Like Linus says, this is done purposely. I've even included a bit about
it in the comment above, though maybe it's not clear enough. I've used
this trick in blk-mq quite a bit as well, and for high frequency calls,
it can make a substantial difference not to redirty that cache line if
you can avoid it.

If you do care about atomicity, this works really well too:

if (test_bit(bit, addr) || test_and_set_bit(bit, addr))
	...

just to avoid the locked operation. Also see this commit:
commit 7fcbbaf18392f0b17c95e2f033c8ccf87eecde1d
Author: Jens Axboe <axboe@fb.com>
Date:   Thu May 22 11:54:16 2014 -0700

    mm/filemap.c: avoid always dirtying mapping->flags on O_DIRECT

where there are some actual numbers on a specific case.

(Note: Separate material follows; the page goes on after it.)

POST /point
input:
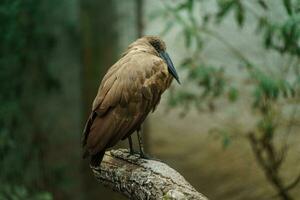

For the case at hand, we don't even need to do the test_and_set
case, since we don't care about a small race there.
Jens Axboe Sept. 29, 2017, 12:17 a.m. UTC | #4
On 09/28/2017 11:44 PM, Linus Torvalds wrote:
> On Thu, Sep 28, 2017 at 2:41 PM, Andrew Morton
> <akpm@linux-foundation.org> wrote:
>>
>> test_and_set_bit()?
> 
> If there aren't any atomicity concerns (either because of higher-level
> locking, or because racing and having two people set the bit is fine),
> it can be better to do them separately if the test_bit() is the common
> case and you can avoid dirtying a cacheline that way.
> 
> But yeah, if that is the case, it might be worth documenting, because
> test_and_set_bit() is the more obviously appropriate "there can be
> only one" model.

It is documented though, but maybe not well enough...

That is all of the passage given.